Press the latter and up pops the QuickSwitch menu. Rather than letting you flick between opened apps this seems to concentrate on Vodafone Live!, messaging and the call screen, so it isn’t as powerful as you might at first think.
When you are on the main screen, the right softkey is hardwired to a toolbar that offers shortcuts and this gives you quick access to Internet services, missed calls info, messaging, profile switching, calendar events and a range of shortcuts that you can personalise. If you want to delve deeper, the main menu is on the left softkey.
In terms of comms capability, this is a tri-band GSM handset with HSDPA for fast Web surfing and a front-facing camera for two-way video calling.
The main camera’s lens is protected behind the slide when not in use, which should mean it remains scratch free for as long as possible. The location is mirrored in the Samsung Soul, but while the Soul’s camera shoots at 5-megapixels and has a self-portrait mirror and flash, the Steel comes in at 3-megapixels and drops the flash. Not surprisingly, then, the camera is closer to average than it is to outstanding, though its autofocus does help it out.
The coloured dish lacks vibrancy and seems dark. The camera was left on its auto settings throughout my tests, and indoors it didn’t manage to let enough light in all the time. Outdoors it struggled with wide variations in light too. The white chair was in partial shade when photographed and illustrates the problem well.
On the other hand, colour capture and close range work were impressive. The flower really is that colour and I took this photo quite close in. There is no macro mode, but unless you want to go mere centimetres from the subject, I think it’ll cope OK.

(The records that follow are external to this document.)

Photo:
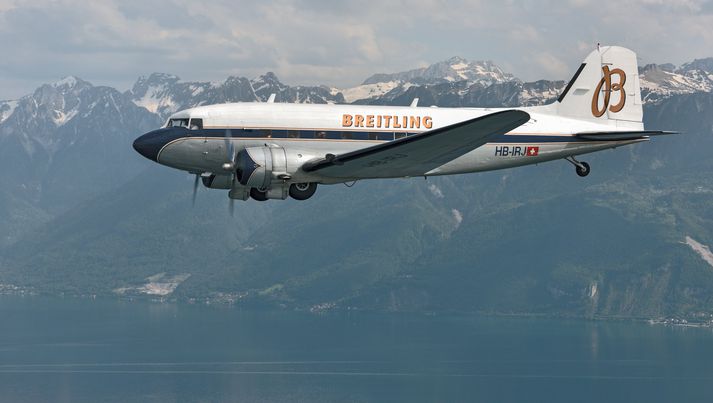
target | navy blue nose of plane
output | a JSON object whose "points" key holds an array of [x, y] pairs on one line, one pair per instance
{"points": [[150, 144]]}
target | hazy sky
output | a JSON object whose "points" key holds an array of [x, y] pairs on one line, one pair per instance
{"points": [[337, 43]]}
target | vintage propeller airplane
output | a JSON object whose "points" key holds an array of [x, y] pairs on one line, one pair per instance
{"points": [[273, 150]]}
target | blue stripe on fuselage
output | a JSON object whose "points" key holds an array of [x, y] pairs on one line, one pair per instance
{"points": [[366, 135]]}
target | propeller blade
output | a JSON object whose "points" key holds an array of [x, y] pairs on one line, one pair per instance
{"points": [[229, 148], [195, 189]]}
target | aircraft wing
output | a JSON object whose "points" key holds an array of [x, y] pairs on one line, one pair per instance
{"points": [[417, 154]]}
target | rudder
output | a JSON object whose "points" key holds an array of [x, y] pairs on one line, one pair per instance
{"points": [[605, 88]]}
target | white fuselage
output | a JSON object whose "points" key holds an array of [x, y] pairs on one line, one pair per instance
{"points": [[311, 131]]}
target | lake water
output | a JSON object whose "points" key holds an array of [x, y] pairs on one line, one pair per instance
{"points": [[77, 350]]}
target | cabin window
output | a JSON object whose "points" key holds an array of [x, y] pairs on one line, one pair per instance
{"points": [[196, 124], [178, 123]]}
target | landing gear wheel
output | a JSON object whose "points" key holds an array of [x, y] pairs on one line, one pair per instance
{"points": [[258, 195], [583, 170], [302, 191]]}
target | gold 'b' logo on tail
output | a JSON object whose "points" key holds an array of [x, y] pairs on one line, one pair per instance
{"points": [[608, 87]]}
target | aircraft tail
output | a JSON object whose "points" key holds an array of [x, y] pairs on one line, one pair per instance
{"points": [[605, 89]]}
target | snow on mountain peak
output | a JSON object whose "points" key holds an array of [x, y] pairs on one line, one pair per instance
{"points": [[661, 81]]}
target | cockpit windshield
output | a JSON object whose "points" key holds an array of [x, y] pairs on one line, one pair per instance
{"points": [[178, 123], [195, 124]]}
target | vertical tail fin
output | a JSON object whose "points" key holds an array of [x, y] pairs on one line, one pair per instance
{"points": [[605, 88]]}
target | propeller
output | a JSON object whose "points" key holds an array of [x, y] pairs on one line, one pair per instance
{"points": [[230, 166], [195, 189]]}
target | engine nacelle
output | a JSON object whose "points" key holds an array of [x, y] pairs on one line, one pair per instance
{"points": [[258, 166], [217, 181]]}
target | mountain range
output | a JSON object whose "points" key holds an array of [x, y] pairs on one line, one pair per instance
{"points": [[82, 214]]}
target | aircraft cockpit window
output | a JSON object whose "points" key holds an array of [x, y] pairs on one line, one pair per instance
{"points": [[178, 123], [196, 124]]}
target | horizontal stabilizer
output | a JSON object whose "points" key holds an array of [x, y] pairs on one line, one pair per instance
{"points": [[618, 136]]}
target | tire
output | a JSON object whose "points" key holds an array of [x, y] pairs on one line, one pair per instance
{"points": [[258, 195], [302, 191], [584, 170]]}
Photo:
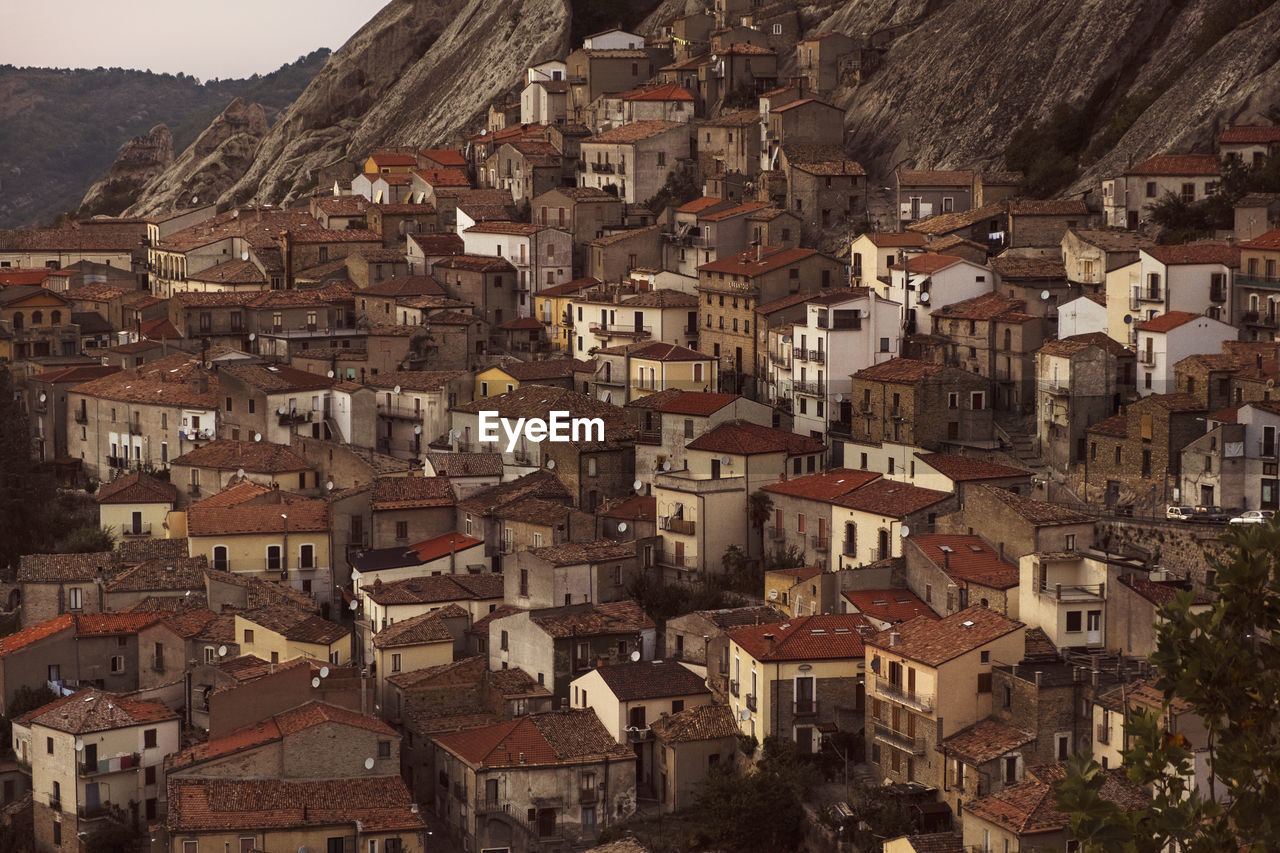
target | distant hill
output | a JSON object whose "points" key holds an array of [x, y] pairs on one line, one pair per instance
{"points": [[64, 128]]}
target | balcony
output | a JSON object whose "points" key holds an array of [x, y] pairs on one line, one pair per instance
{"points": [[677, 525], [897, 693], [1074, 592], [104, 766], [899, 739]]}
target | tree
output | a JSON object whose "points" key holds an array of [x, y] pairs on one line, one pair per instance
{"points": [[26, 488], [1225, 664]]}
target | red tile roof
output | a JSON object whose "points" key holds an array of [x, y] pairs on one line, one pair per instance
{"points": [[968, 560], [809, 638], [888, 605], [1206, 251], [823, 487], [542, 739], [1176, 165], [378, 803], [890, 498], [743, 438], [745, 263], [937, 641]]}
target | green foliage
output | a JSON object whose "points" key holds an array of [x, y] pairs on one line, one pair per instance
{"points": [[1046, 153], [1225, 664], [26, 488], [762, 810], [87, 539]]}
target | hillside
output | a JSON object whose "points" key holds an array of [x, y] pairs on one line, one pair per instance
{"points": [[65, 128]]}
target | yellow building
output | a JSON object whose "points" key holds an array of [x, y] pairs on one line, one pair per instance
{"points": [[371, 813], [266, 533], [279, 634], [796, 679], [553, 308]]}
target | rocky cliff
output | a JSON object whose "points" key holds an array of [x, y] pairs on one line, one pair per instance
{"points": [[417, 73]]}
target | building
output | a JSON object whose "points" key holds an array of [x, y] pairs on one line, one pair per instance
{"points": [[799, 679], [561, 767]]}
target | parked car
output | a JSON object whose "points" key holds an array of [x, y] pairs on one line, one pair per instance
{"points": [[1253, 516], [1211, 515]]}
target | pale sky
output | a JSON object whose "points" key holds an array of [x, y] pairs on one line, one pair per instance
{"points": [[211, 39]]}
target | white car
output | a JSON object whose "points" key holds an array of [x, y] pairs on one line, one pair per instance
{"points": [[1253, 516]]}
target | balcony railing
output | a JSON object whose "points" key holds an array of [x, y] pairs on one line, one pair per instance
{"points": [[679, 525], [897, 693], [899, 739]]}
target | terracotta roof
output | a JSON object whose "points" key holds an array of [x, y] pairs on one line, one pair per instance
{"points": [[1031, 806], [745, 263], [593, 620], [1206, 251], [435, 589], [259, 457], [1037, 512], [984, 740], [963, 469], [823, 487], [968, 559], [809, 638], [136, 488], [241, 510], [937, 641], [888, 605], [743, 438], [700, 723], [92, 710], [411, 493], [890, 498], [554, 738], [643, 680], [417, 630], [35, 633], [1176, 165], [376, 803]]}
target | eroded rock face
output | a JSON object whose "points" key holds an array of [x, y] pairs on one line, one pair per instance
{"points": [[141, 159], [416, 74]]}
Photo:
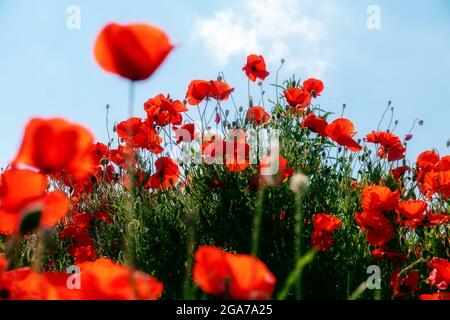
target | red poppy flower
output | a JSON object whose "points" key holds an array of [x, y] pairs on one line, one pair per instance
{"points": [[427, 160], [255, 68], [390, 145], [236, 155], [82, 253], [139, 133], [167, 174], [198, 90], [257, 116], [56, 145], [20, 284], [436, 182], [443, 164], [440, 275], [434, 219], [274, 171], [131, 51], [342, 131], [122, 154], [383, 252], [379, 198], [399, 171], [404, 285], [315, 124], [236, 276], [24, 194], [213, 150], [412, 209], [313, 86], [435, 296], [185, 133], [100, 152], [379, 229], [220, 90], [162, 110], [297, 98], [324, 225]]}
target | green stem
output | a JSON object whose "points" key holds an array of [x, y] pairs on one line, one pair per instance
{"points": [[298, 240], [296, 274], [257, 221]]}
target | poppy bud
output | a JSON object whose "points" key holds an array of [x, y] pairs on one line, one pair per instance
{"points": [[30, 222], [299, 183]]}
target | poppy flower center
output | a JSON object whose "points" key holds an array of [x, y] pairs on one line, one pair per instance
{"points": [[4, 294]]}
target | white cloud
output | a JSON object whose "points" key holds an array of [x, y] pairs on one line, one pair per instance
{"points": [[275, 28]]}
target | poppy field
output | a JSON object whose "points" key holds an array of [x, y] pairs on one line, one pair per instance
{"points": [[205, 199]]}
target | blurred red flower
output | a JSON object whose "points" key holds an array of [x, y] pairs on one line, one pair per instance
{"points": [[26, 204], [404, 285], [255, 68], [435, 296], [383, 252], [139, 133], [440, 275], [342, 131], [131, 51], [236, 276], [56, 145], [162, 110]]}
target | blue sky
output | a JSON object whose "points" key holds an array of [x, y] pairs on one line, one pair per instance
{"points": [[48, 70]]}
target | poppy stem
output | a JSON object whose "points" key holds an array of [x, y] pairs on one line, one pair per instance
{"points": [[131, 93], [298, 241], [296, 273], [257, 222]]}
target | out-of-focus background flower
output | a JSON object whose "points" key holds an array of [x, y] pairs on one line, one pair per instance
{"points": [[47, 69]]}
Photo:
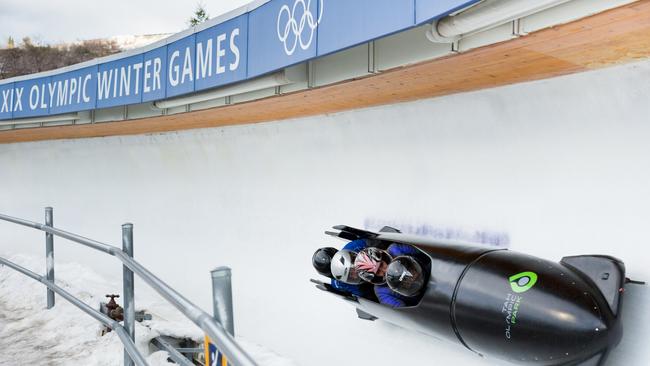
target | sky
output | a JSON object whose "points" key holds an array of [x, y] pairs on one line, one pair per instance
{"points": [[55, 21]]}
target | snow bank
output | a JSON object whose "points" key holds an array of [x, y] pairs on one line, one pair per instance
{"points": [[64, 335]]}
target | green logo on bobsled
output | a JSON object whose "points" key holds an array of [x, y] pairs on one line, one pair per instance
{"points": [[523, 281]]}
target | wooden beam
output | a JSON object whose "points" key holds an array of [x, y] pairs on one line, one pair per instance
{"points": [[613, 37]]}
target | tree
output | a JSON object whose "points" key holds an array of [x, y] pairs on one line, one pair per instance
{"points": [[199, 16]]}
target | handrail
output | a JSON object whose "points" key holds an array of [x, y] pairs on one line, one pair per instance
{"points": [[129, 346], [222, 339]]}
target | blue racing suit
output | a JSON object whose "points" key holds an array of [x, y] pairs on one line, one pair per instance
{"points": [[354, 246]]}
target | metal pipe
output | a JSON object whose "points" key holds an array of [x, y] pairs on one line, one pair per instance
{"points": [[61, 233], [129, 346], [485, 15], [222, 298], [222, 339], [49, 255], [129, 290]]}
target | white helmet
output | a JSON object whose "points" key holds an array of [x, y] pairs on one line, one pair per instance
{"points": [[343, 267]]}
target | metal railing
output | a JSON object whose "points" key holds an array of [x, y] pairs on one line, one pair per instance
{"points": [[224, 341]]}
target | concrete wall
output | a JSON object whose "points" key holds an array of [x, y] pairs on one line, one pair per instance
{"points": [[561, 166]]}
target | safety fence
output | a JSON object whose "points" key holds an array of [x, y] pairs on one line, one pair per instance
{"points": [[223, 340]]}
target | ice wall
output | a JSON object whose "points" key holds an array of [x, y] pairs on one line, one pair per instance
{"points": [[560, 167]]}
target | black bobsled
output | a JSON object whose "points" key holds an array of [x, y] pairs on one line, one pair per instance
{"points": [[505, 304]]}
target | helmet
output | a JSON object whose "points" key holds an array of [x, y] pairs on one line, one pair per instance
{"points": [[371, 264], [343, 267], [405, 276], [321, 260]]}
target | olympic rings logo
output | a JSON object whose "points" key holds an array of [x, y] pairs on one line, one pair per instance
{"points": [[295, 30]]}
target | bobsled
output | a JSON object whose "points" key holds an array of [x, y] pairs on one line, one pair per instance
{"points": [[504, 304]]}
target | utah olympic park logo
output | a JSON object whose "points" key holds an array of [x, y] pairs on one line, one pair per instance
{"points": [[297, 25]]}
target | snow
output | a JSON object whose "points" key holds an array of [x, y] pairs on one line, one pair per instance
{"points": [[64, 335]]}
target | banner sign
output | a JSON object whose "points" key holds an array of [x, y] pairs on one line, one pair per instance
{"points": [[275, 35]]}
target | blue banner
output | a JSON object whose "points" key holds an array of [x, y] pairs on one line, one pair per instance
{"points": [[6, 100], [277, 34], [282, 33], [120, 82], [74, 91]]}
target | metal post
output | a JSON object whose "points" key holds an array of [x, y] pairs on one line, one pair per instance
{"points": [[49, 255], [222, 298], [127, 279]]}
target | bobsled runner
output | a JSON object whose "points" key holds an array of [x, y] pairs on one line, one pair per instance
{"points": [[505, 304]]}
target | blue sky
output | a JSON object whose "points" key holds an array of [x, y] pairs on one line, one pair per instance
{"points": [[54, 21]]}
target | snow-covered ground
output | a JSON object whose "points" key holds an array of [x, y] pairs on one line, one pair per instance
{"points": [[64, 335]]}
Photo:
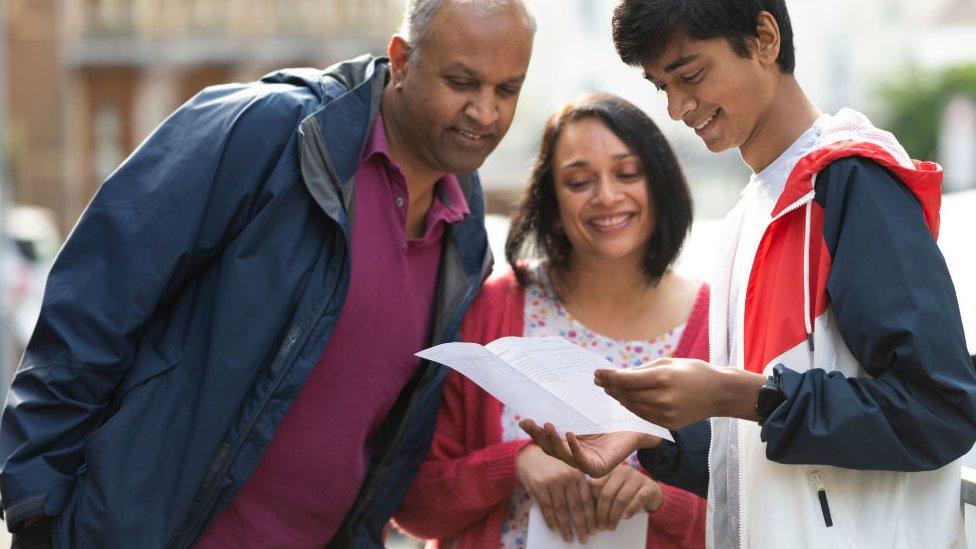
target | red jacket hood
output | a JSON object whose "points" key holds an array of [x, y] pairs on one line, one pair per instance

As a music playing handset, it is always disappointing to see a proprietary headset connector, but that is what you get with the Steel. It is one-piece so using your own 3.5mm headphones will not be an out of box experience.
But then this handset doesn’t really major on music. There is just 30MB of internal memory. Admittedly, this is expandable with SDHC microSD cards but it isn’t a lot to get started with these days.
And while you can boost the memory you are stuck with the dreadful battery. I managed four and a half hours of non-stop music from a full battery charge, with the phone staying alive a bit after music playback was cut off, so that I got a total of 6 hours of life from it. The Soul, remember, managed 11 hours 40 mins of non-stop music from a full charge and a total of more than 17 hours of life.
Other applications not already mentioned include an FM radio, alarms, calendar, memo tool, task manager, calculator, unit converter, timer, stopwatch and voice recorder. Oh, and there is access to Vodafone’s Mobile TV too.